Ruth and the other Yankees weren’t happy when team management began disciplining them a few days later with Kelly’s reports and used the photo as evidence. The photo first appeared to the public in a 1950 issue of Collier’s, but later appeared in The Herald-News.
Fornango apparently escaped discipline and was named police chief a few years later.
And Ruth didn’t hold any ill will toward the area. A photo in The Herald-News archives shows him posing with four boys at the ballpark during his playing days. One of the boys is wearing a ribbon that reads “Champion-Will County.”
The Bambino returned to Joliet on June 20, 1940, as part of an exhibition game opening St. Joe’s Park at Raynor Avenue and Theodore Street. Preview stories and advertisements about the home run champion’s appearance occupied space in The Herald-News throughout the month.
And it’s accurate to say readers looked on the front page that morning to see the “idol of young America” kneeling down in his Yankees uniform with a Joliet youth. Joe DiMaggio had posed for a picture after batting practice at Comiskey Park the day before with Richard Schwab, the Will County marbles champion who received tickets to the game from The Herald-News.
But Ruth, who’d retired with the Boston Braves in 1935, was well-covered in the sports section the next day. He arrived with former Cubs players James “Hippo” Vaughn and Bob O’Farrell and “spent the first two innings pacing up and down near the St.
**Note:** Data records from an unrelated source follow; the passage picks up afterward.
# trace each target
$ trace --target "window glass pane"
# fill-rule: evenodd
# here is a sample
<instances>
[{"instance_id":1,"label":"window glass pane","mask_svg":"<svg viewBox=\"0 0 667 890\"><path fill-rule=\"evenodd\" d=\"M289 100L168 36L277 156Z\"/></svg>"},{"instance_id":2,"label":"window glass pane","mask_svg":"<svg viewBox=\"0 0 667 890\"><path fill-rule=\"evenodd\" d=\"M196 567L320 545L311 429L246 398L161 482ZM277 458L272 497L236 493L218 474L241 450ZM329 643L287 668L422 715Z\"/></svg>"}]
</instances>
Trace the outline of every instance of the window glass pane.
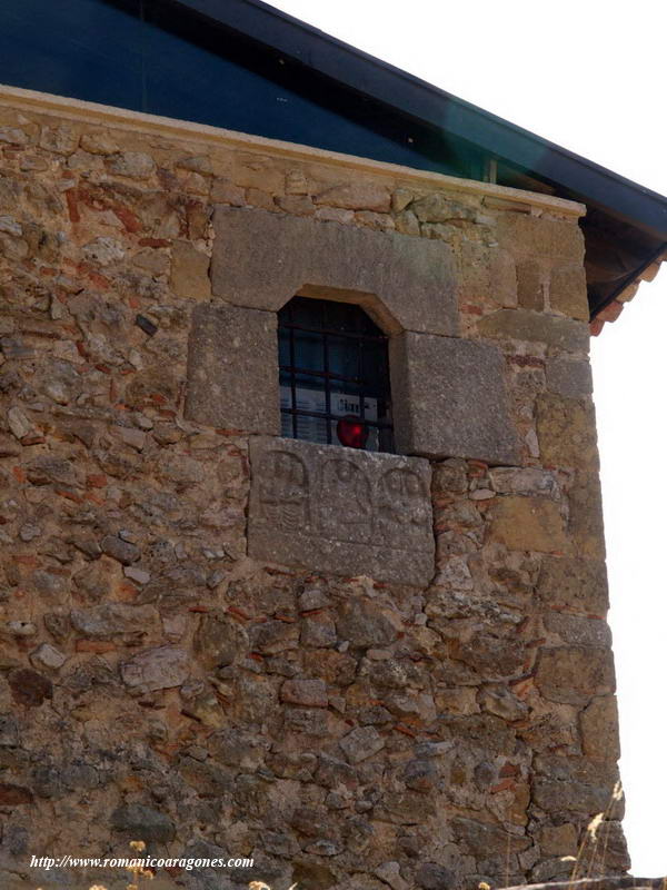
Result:
<instances>
[{"instance_id":1,"label":"window glass pane","mask_svg":"<svg viewBox=\"0 0 667 890\"><path fill-rule=\"evenodd\" d=\"M387 337L366 313L295 297L278 325L282 435L392 451Z\"/></svg>"}]
</instances>

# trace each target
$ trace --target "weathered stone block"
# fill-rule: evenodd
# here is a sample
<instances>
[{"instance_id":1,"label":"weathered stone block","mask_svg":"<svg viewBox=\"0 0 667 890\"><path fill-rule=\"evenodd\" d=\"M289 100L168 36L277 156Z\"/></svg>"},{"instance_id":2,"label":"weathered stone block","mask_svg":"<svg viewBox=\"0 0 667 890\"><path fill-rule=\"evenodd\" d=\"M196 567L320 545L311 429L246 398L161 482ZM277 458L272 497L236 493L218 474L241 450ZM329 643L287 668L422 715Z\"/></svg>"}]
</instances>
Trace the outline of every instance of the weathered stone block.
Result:
<instances>
[{"instance_id":1,"label":"weathered stone block","mask_svg":"<svg viewBox=\"0 0 667 890\"><path fill-rule=\"evenodd\" d=\"M570 542L557 503L544 497L498 497L491 507L489 538L509 550L567 553Z\"/></svg>"},{"instance_id":2,"label":"weathered stone block","mask_svg":"<svg viewBox=\"0 0 667 890\"><path fill-rule=\"evenodd\" d=\"M387 330L458 330L454 257L446 244L222 206L215 227L213 294L228 303L277 312L309 286L320 288L318 296L331 298L338 290L368 304Z\"/></svg>"},{"instance_id":3,"label":"weathered stone block","mask_svg":"<svg viewBox=\"0 0 667 890\"><path fill-rule=\"evenodd\" d=\"M556 266L549 285L551 309L588 322L590 310L586 291L586 271L580 264Z\"/></svg>"},{"instance_id":4,"label":"weathered stone block","mask_svg":"<svg viewBox=\"0 0 667 890\"><path fill-rule=\"evenodd\" d=\"M250 463L253 558L380 581L430 581L435 545L426 461L257 437Z\"/></svg>"},{"instance_id":5,"label":"weathered stone block","mask_svg":"<svg viewBox=\"0 0 667 890\"><path fill-rule=\"evenodd\" d=\"M598 467L593 405L545 393L537 398L537 438L542 464Z\"/></svg>"},{"instance_id":6,"label":"weathered stone block","mask_svg":"<svg viewBox=\"0 0 667 890\"><path fill-rule=\"evenodd\" d=\"M576 220L545 219L528 214L500 214L498 243L509 250L584 261L584 234Z\"/></svg>"},{"instance_id":7,"label":"weathered stone block","mask_svg":"<svg viewBox=\"0 0 667 890\"><path fill-rule=\"evenodd\" d=\"M175 241L171 249L171 289L187 299L208 299L210 258L188 241Z\"/></svg>"},{"instance_id":8,"label":"weathered stone block","mask_svg":"<svg viewBox=\"0 0 667 890\"><path fill-rule=\"evenodd\" d=\"M594 695L605 695L615 689L611 650L594 646L542 649L535 682L550 702L588 704Z\"/></svg>"},{"instance_id":9,"label":"weathered stone block","mask_svg":"<svg viewBox=\"0 0 667 890\"><path fill-rule=\"evenodd\" d=\"M547 388L566 398L581 398L593 393L593 375L588 362L551 358L547 362Z\"/></svg>"},{"instance_id":10,"label":"weathered stone block","mask_svg":"<svg viewBox=\"0 0 667 890\"><path fill-rule=\"evenodd\" d=\"M597 473L577 472L568 496L569 531L578 552L590 560L604 560L603 494Z\"/></svg>"},{"instance_id":11,"label":"weathered stone block","mask_svg":"<svg viewBox=\"0 0 667 890\"><path fill-rule=\"evenodd\" d=\"M272 313L201 304L192 313L186 417L277 434L278 338Z\"/></svg>"},{"instance_id":12,"label":"weathered stone block","mask_svg":"<svg viewBox=\"0 0 667 890\"><path fill-rule=\"evenodd\" d=\"M525 259L517 264L517 295L524 309L545 308L545 275L541 264L536 259Z\"/></svg>"},{"instance_id":13,"label":"weathered stone block","mask_svg":"<svg viewBox=\"0 0 667 890\"><path fill-rule=\"evenodd\" d=\"M339 744L348 761L355 764L381 751L385 740L374 726L357 726Z\"/></svg>"},{"instance_id":14,"label":"weathered stone block","mask_svg":"<svg viewBox=\"0 0 667 890\"><path fill-rule=\"evenodd\" d=\"M389 357L400 452L518 462L499 349L408 332L390 340Z\"/></svg>"},{"instance_id":15,"label":"weathered stone block","mask_svg":"<svg viewBox=\"0 0 667 890\"><path fill-rule=\"evenodd\" d=\"M609 812L614 785L618 781L615 765L586 758L540 754L536 758L535 770L532 798L542 810L571 810L590 815ZM616 804L614 809L621 808Z\"/></svg>"},{"instance_id":16,"label":"weathered stone block","mask_svg":"<svg viewBox=\"0 0 667 890\"><path fill-rule=\"evenodd\" d=\"M149 649L120 665L120 675L130 688L147 690L180 686L188 679L188 653L175 646Z\"/></svg>"},{"instance_id":17,"label":"weathered stone block","mask_svg":"<svg viewBox=\"0 0 667 890\"><path fill-rule=\"evenodd\" d=\"M581 750L594 760L616 762L620 756L618 708L615 695L594 699L579 715Z\"/></svg>"},{"instance_id":18,"label":"weathered stone block","mask_svg":"<svg viewBox=\"0 0 667 890\"><path fill-rule=\"evenodd\" d=\"M477 329L485 337L544 343L573 353L588 352L588 325L529 309L498 309L478 322Z\"/></svg>"},{"instance_id":19,"label":"weathered stone block","mask_svg":"<svg viewBox=\"0 0 667 890\"><path fill-rule=\"evenodd\" d=\"M567 612L548 612L545 627L558 634L565 643L584 646L610 646L611 631L604 619L570 615Z\"/></svg>"},{"instance_id":20,"label":"weathered stone block","mask_svg":"<svg viewBox=\"0 0 667 890\"><path fill-rule=\"evenodd\" d=\"M605 563L545 557L537 582L537 594L552 609L605 615L609 607Z\"/></svg>"}]
</instances>

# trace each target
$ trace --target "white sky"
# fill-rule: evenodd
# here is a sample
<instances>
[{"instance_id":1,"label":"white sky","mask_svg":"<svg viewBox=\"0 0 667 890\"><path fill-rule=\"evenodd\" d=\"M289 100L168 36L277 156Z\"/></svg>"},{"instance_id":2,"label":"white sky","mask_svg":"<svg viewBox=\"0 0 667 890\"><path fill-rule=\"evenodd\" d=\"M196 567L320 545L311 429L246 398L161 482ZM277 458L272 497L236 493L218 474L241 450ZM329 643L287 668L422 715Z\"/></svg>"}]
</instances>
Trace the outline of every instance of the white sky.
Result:
<instances>
[{"instance_id":1,"label":"white sky","mask_svg":"<svg viewBox=\"0 0 667 890\"><path fill-rule=\"evenodd\" d=\"M448 92L667 195L665 0L271 0ZM593 342L636 876L667 874L663 551L667 266Z\"/></svg>"}]
</instances>

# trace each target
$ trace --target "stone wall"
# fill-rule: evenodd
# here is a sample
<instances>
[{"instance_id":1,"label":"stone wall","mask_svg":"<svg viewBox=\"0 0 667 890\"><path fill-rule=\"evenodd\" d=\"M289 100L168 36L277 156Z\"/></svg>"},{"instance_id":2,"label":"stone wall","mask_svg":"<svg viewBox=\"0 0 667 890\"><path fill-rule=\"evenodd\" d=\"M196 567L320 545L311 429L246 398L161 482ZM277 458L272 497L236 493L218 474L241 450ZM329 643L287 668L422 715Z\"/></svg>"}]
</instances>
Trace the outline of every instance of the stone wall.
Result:
<instances>
[{"instance_id":1,"label":"stone wall","mask_svg":"<svg viewBox=\"0 0 667 890\"><path fill-rule=\"evenodd\" d=\"M549 880L601 811L604 868L624 871L581 208L19 105L0 109L2 887L125 886L30 856L125 856L138 838L253 857L275 890ZM446 259L425 287L447 299L401 306L394 275L342 280L330 249L253 306L229 208ZM358 554L269 562L261 527L248 550L251 434L277 416L252 357L306 285L366 305L407 368L399 445L432 479L419 586ZM199 362L211 318L225 374ZM249 879L176 869L153 887Z\"/></svg>"}]
</instances>

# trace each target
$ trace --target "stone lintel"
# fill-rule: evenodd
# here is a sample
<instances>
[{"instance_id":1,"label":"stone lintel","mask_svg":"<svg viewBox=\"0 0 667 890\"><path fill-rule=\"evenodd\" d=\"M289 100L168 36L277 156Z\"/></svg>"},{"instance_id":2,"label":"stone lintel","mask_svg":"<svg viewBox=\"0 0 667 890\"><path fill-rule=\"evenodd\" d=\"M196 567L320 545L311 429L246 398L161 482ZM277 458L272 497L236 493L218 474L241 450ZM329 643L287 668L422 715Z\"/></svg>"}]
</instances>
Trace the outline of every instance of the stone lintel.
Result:
<instances>
[{"instance_id":1,"label":"stone lintel","mask_svg":"<svg viewBox=\"0 0 667 890\"><path fill-rule=\"evenodd\" d=\"M399 452L519 463L498 347L408 332L389 349Z\"/></svg>"},{"instance_id":2,"label":"stone lintel","mask_svg":"<svg viewBox=\"0 0 667 890\"><path fill-rule=\"evenodd\" d=\"M195 308L185 416L217 428L280 432L273 313L211 304Z\"/></svg>"},{"instance_id":3,"label":"stone lintel","mask_svg":"<svg viewBox=\"0 0 667 890\"><path fill-rule=\"evenodd\" d=\"M444 241L223 206L215 228L212 288L227 303L278 312L302 293L359 303L387 333L458 333Z\"/></svg>"},{"instance_id":4,"label":"stone lintel","mask_svg":"<svg viewBox=\"0 0 667 890\"><path fill-rule=\"evenodd\" d=\"M336 575L428 584L434 574L427 461L252 437L248 554Z\"/></svg>"}]
</instances>

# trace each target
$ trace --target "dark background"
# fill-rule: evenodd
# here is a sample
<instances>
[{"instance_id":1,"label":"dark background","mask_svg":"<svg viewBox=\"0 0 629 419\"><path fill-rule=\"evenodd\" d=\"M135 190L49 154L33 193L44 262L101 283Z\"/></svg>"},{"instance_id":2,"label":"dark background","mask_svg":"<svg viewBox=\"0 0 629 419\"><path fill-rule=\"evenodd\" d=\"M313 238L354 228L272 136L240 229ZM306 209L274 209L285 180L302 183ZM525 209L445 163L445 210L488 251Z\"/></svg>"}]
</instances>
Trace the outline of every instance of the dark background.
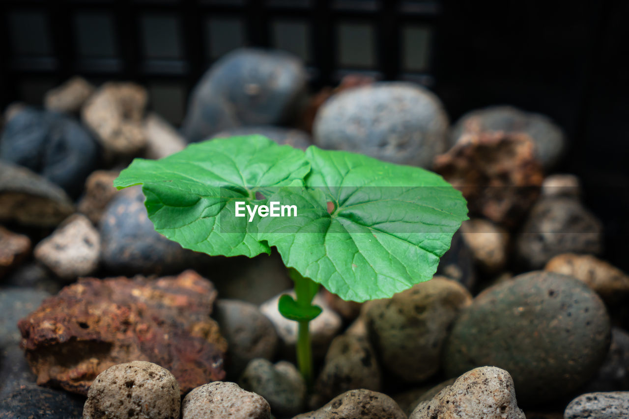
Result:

Joe’s bench in an old brown blanket [before he] shook off the covering and revealed a New York Yankees uniform,” the paper reported.
About 1,000 shivering fans endured temperatures in the 40s to watch while members of the St. Joe’s team “scampered to the outfield to shag the Babe’s flies.”
“Ruth stepped into the batter’s box, gripped the war club firmly and began blasting out drives from O’Farrell, a couple over the center field fence,” the paper reported. “He put on a great show.”
Let’s see what Joliet baseball does this year.